Сказания о людях тайги: Хмель. Конь Рыжий. Черный тополь

Tekst
9
Arvustused
Loe katkendit
Märgi loetuks
Kuidas lugeda raamatut pärast ostmist
Šrift:Väiksem АаSuurem Aa
IV

Не посконью повязывают судьбы, а страданием и горем.

И чем тяжелее горе, тем крепче узы людей.

Плечом к плечу – легче жить.

Ни радости вечной, ни печали бесконечной.

Не одна же, нет! Люди кругом, или вот хотя бы вдовец Михайла Юсков каждый вечер наведывается к Ефимии. То охапку дров несет, то свежей рыбы, то мяса, то муки, и все смотрит и смотрит, как будто она, Ефимия, – солнце красное.

Молодой еще, красивый и неглупый мужик.

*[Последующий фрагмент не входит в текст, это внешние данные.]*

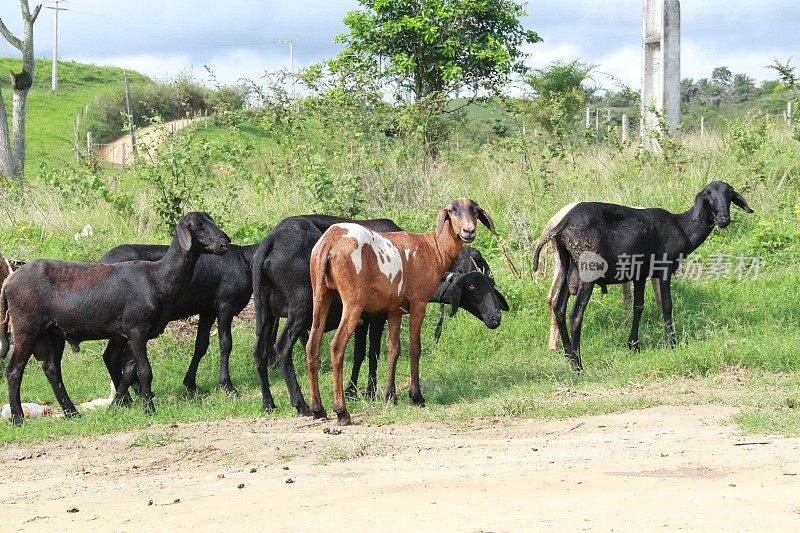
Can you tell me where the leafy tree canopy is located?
[332,0,541,101]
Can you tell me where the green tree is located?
[731,74,756,99]
[331,0,541,153]
[525,59,594,135]
[767,58,797,89]
[711,67,733,85]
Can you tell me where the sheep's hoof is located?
[408,391,425,407]
[311,405,328,419]
[144,398,156,415]
[111,392,133,407]
[336,409,351,426]
[294,400,311,416]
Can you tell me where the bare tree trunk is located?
[0,0,42,180]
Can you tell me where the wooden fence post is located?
[622,113,630,143]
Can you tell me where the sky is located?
[0,0,800,89]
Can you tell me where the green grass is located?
[0,58,148,177]
[0,61,800,444]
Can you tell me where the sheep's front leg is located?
[344,321,371,398]
[183,315,214,393]
[658,278,675,348]
[386,313,403,402]
[42,338,80,418]
[6,329,33,426]
[408,302,427,407]
[306,286,333,418]
[331,304,361,426]
[628,279,647,352]
[276,312,311,416]
[217,304,238,396]
[568,282,594,372]
[367,318,386,400]
[123,330,156,414]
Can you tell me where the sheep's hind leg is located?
[6,330,33,426]
[658,279,676,348]
[42,337,80,418]
[569,281,594,372]
[331,304,361,426]
[628,279,647,352]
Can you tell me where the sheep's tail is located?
[533,220,564,272]
[533,202,580,272]
[251,241,273,366]
[0,276,11,359]
[309,235,334,292]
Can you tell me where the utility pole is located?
[278,39,298,100]
[123,70,136,158]
[47,0,68,93]
[641,0,681,152]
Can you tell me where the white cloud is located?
[69,49,288,85]
[681,41,784,82]
[522,42,581,68]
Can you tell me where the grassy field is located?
[0,58,147,177]
[0,65,800,443]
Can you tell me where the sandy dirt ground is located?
[0,406,800,532]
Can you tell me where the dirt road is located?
[0,406,800,532]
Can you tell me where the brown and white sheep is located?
[306,198,495,425]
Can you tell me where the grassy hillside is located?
[0,58,149,176]
[0,63,800,443]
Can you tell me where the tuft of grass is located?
[317,437,386,465]
[128,431,182,448]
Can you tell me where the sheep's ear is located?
[176,222,192,252]
[436,207,450,235]
[472,255,492,276]
[692,191,706,220]
[478,207,497,235]
[494,289,510,311]
[731,191,753,213]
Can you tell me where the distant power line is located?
[47,0,68,93]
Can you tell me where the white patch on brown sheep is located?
[331,223,403,296]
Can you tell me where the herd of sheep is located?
[0,181,753,424]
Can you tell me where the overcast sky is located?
[0,0,800,88]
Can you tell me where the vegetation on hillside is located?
[0,0,800,443]
[0,53,800,442]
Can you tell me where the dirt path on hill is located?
[0,406,800,532]
[96,118,202,165]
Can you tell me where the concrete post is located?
[642,0,681,152]
[622,113,630,143]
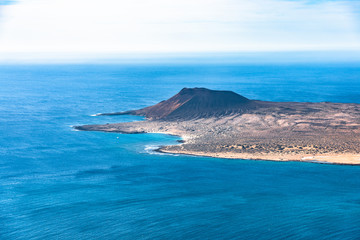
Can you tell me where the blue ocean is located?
[0,63,360,240]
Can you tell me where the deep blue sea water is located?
[0,64,360,240]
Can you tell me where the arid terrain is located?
[76,88,360,164]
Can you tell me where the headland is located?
[75,88,360,165]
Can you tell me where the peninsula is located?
[75,88,360,164]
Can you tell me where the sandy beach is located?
[75,89,360,164]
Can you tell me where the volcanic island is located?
[75,88,360,165]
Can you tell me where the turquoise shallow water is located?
[0,64,360,239]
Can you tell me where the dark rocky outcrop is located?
[101,88,259,120]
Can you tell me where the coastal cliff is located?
[75,88,360,164]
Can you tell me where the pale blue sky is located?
[0,0,360,62]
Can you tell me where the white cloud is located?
[0,0,360,59]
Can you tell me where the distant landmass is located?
[75,88,360,164]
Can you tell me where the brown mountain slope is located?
[101,88,258,120]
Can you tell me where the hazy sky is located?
[0,0,360,61]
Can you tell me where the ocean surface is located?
[0,64,360,240]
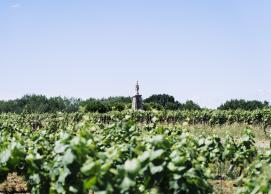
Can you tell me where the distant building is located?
[132,81,143,110]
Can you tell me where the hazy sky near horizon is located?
[0,0,271,107]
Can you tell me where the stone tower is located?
[132,81,143,110]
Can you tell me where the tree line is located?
[0,94,270,113]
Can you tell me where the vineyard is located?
[0,109,271,194]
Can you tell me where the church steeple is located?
[136,81,139,95]
[132,81,143,110]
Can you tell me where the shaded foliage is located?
[218,99,269,110]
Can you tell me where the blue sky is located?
[0,0,271,107]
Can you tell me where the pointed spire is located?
[136,81,139,95]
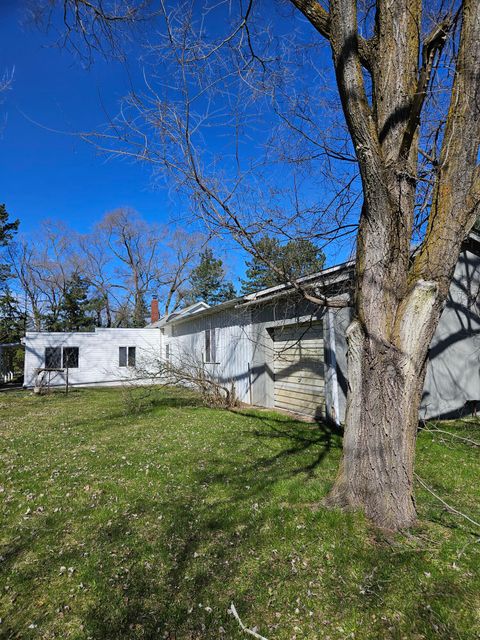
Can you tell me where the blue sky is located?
[0,0,356,275]
[0,0,177,232]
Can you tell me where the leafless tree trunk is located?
[38,0,480,530]
[302,0,480,529]
[97,209,160,327]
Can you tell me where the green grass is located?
[0,389,480,640]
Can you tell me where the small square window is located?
[118,347,127,367]
[63,347,78,369]
[118,347,136,367]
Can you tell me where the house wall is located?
[24,329,160,387]
[163,308,252,403]
[420,246,480,419]
[327,250,480,422]
[167,296,344,419]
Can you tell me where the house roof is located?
[145,300,210,329]
[160,231,480,326]
[163,261,355,326]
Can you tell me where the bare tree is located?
[95,208,161,327]
[78,231,121,327]
[158,228,208,314]
[35,0,480,529]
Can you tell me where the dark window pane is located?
[45,347,62,369]
[205,329,211,362]
[63,347,78,369]
[210,329,217,362]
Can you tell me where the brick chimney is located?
[150,298,160,323]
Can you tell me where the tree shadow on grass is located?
[4,398,476,640]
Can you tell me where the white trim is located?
[327,309,340,425]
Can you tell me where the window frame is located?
[62,345,80,369]
[43,346,63,370]
[204,327,218,364]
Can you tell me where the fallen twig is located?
[228,602,267,640]
[424,427,480,447]
[415,474,480,529]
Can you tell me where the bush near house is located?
[0,389,480,640]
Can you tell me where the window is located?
[205,329,217,362]
[45,347,79,369]
[45,347,62,369]
[63,347,78,369]
[118,347,136,367]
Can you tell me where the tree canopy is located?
[241,236,325,295]
[186,247,236,306]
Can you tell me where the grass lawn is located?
[0,389,480,640]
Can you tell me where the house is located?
[25,233,480,423]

Русая борода и вьющиеся на темени волосы. Мягкие, ласкающие синие глаза, как у покойного Лопарева, и тихая, застенчивая улыбка. Такой мужик воды не замутит и сам себя от обиды не защитит. Смиренный и робкий, а ведь Юсков же, правнук мятежного стрельца, помышлявшего убить Петра Первого, сын хитрущего Данилы, сумевшего до того разжалобить тобольского губернатора, что тот отпустил его «упокоиться в общине».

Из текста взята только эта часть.